Required implementation hooks:
- every kernel object that participates in policy has stable
ObjectId; - every labeled object has
MandatoryLabel; - every hold edge or capability entry records enough label metadata for transfer checks;
- every capability method has a flow class;
- every transfer path calls one shared label/flow checker;
- every spawn grant uses the same checker as transfer;
- every endpoint has declared flow policy;
- every declassifier/sanitizer is an explicit capability and audited;
- every relabel operation is explicit and audited;
- every wrapper cap preserves or narrows authority and labels;
- process exit and release remove hold edges without leaving ghost authority.
The current pragmatic userspace broker model is allowed as an earlier stage, but the implementation mapping must identify where it is bypassable. Any path that lets untrusted code transfer labeled authority without the broker must move into the kernel-visible checked path before a formal MAC/MIC claim.
Testing and Review Gates
Before implementing kernel-visible labels:
- write the TLA+ or Alloy model;
- include at least one counterexample-driven test showing a rejected unsafe transfer in the model;
- document every transition that is intentionally out of scope.
Before claiming pragmatic MAC/MIC:
- broker and wrapper caps enforce labels at grant paths;
- audit records every grant, denial, and relabel/declassify operation;
- QEMU demo shows a denied high-to-low transfer and a permitted trusted declassification.
Before claiming GOST-style MAC/MIC:
- abstract automaton is written;
- safety predicates are explicit;
- all modeled transitions preserve safety;
- implementation obligations are mapped to code paths;
- transfer/spawn/result-cap insertion cannot bypass label checks;
- limitations and non-modeled channels are documented.

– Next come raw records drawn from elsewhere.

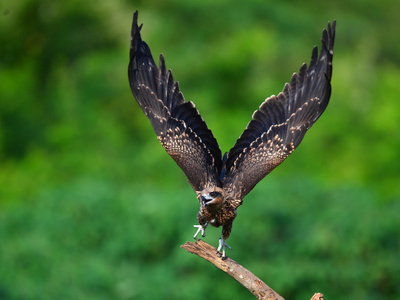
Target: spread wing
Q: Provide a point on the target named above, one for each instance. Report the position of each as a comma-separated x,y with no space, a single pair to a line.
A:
281,122
177,124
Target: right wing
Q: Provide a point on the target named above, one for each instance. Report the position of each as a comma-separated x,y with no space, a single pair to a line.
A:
177,124
281,122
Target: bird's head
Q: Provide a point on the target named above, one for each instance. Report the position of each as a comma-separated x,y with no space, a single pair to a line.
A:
213,196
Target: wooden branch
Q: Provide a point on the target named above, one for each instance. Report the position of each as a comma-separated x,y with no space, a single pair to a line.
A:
251,282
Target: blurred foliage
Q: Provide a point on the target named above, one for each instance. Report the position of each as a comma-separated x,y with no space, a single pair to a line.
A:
91,207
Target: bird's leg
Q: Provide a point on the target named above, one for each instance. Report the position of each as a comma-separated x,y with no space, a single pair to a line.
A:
223,244
226,231
201,228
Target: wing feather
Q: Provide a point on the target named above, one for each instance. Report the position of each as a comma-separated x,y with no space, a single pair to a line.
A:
177,123
281,122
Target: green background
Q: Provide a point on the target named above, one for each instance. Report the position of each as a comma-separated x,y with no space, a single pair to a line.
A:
91,206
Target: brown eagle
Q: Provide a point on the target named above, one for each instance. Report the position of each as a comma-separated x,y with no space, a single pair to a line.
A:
275,130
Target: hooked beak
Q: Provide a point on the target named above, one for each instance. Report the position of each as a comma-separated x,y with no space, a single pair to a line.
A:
205,200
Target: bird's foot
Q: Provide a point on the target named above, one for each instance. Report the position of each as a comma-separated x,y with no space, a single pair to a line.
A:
223,244
200,228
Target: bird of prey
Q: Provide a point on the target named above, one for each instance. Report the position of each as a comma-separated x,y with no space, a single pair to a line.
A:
275,130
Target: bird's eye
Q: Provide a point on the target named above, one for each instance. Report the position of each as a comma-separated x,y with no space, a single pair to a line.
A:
214,194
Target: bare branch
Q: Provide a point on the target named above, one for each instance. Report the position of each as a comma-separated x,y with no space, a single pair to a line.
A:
251,282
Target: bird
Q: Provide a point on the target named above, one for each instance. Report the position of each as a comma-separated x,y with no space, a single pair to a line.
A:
273,133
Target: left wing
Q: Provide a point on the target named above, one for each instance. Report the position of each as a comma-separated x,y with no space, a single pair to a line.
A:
177,124
281,122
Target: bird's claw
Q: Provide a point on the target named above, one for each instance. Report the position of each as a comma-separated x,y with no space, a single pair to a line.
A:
223,244
200,228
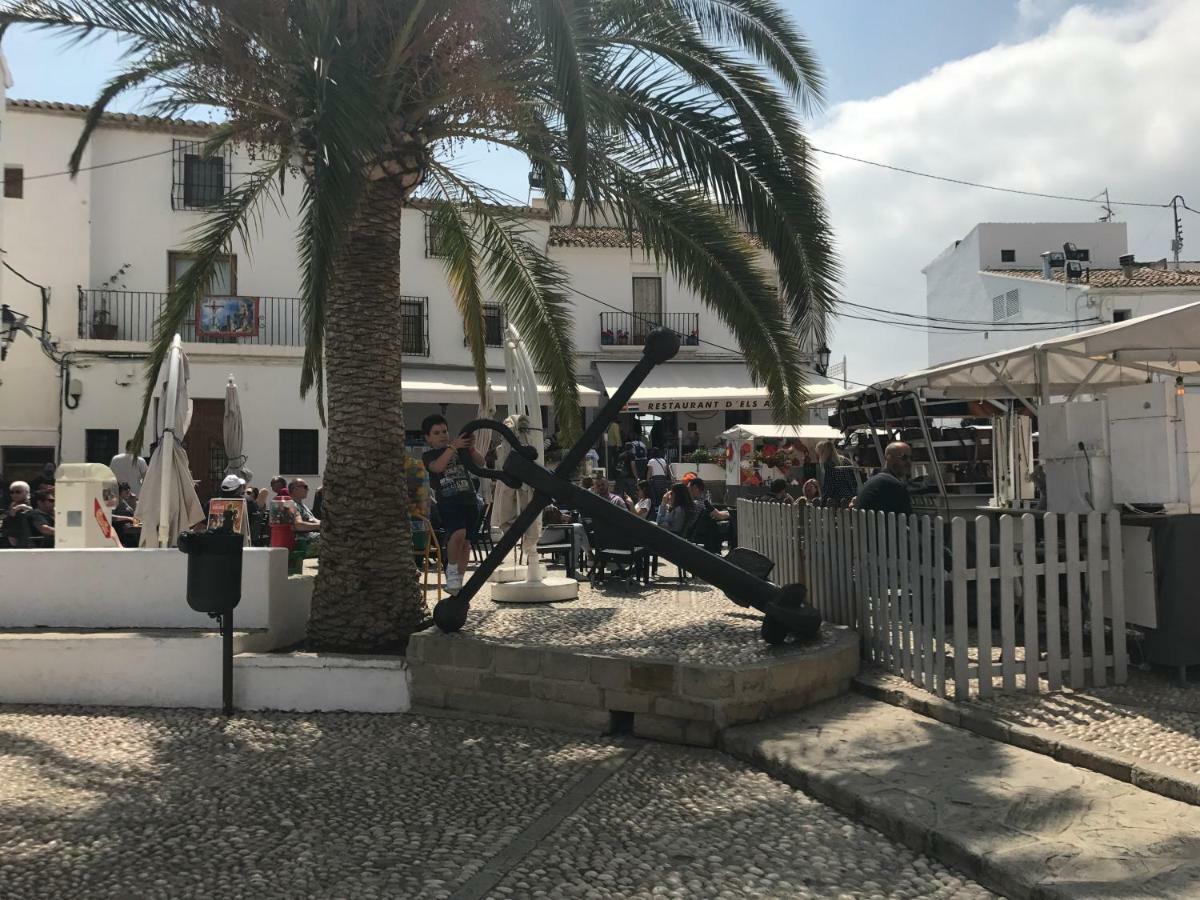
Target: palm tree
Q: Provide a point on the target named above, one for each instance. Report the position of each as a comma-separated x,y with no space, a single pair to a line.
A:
673,119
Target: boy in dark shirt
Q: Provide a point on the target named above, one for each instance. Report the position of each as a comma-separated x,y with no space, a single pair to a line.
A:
455,492
886,491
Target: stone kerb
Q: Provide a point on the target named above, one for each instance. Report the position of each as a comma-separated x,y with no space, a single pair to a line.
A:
652,697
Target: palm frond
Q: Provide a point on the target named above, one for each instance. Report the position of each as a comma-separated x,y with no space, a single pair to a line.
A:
765,30
561,23
461,261
701,247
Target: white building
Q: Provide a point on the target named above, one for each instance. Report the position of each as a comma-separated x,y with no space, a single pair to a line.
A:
1013,274
111,241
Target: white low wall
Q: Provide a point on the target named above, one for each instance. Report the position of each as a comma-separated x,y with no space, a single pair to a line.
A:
178,669
310,682
131,588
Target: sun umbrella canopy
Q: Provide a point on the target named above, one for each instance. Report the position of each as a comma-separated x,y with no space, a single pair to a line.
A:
235,460
168,503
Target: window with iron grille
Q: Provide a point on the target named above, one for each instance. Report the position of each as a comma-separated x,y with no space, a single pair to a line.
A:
13,183
433,238
198,180
414,327
298,451
1006,306
100,445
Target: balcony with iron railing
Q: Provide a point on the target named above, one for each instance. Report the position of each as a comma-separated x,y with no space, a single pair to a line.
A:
628,329
265,322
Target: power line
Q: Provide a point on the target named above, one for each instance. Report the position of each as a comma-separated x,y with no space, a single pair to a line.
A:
983,323
978,184
100,165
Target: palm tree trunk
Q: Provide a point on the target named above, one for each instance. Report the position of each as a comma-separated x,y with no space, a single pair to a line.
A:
367,597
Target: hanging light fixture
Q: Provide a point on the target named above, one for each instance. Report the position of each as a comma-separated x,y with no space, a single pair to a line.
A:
11,322
822,359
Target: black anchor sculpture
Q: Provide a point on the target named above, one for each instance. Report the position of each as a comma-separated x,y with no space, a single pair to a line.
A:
741,575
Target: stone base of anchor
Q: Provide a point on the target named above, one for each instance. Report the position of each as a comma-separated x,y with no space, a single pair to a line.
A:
550,589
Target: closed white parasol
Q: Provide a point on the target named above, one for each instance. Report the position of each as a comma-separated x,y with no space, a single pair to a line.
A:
168,503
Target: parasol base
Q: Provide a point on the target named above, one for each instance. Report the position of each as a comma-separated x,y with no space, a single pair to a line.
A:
547,591
505,574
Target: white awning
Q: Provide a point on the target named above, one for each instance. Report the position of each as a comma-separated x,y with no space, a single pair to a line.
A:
694,387
457,385
783,432
1165,343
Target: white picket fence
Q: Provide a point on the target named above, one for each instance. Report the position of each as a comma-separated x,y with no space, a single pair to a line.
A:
774,529
911,586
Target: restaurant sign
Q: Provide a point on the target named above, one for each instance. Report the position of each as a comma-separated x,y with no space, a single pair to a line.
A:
696,406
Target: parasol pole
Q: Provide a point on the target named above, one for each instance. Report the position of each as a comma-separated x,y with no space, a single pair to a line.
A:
171,390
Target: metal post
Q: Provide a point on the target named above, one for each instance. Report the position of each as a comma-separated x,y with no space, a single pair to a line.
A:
227,663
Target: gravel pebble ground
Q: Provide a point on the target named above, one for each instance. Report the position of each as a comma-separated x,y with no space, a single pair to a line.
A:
1147,717
178,804
694,623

Integration With Existing Plans
This proposal depends on:
- authority graph and resource accounting (authority-accounting-transfer-design.md);
- user/session policy services (user-identity-and-policy-proposal.md);
- capability transfer and result-cap insertion (capability-model.md);
- DMA isolation before user drivers become part of the labeled model (dma-isolation-design.md);
- security verification tooling (security-and-verification-proposal.md).
Non-Goals
- No certification claim.
- No claim that current capOS implements GOST-style MAC/MIC.
- No attempt to model all side channels in the first version.
- No kernel policy language interpreter.
- No POSIX
uid/gidauthorization. - No label field without transition rules and proof obligations.
Open Questions
- What is the smallest useful label lattice for the first demo?
- Should labels live on objects, hold edges, or both?
- Should endpoint flow policy be static per endpoint, per method, or per transferred cap?
- How should declassifier and sanitizer capabilities be scoped and audited?
- Which channels must be modeled as memory flows versus time flows?
- Is TLA+ sufficient for the first formal artifact, or should the relational parts start in Alloy?
- Which parts of ГОСТ Р 59453.1-2021 should be treated as direct goals versus inspiration for a capOS-native formal model?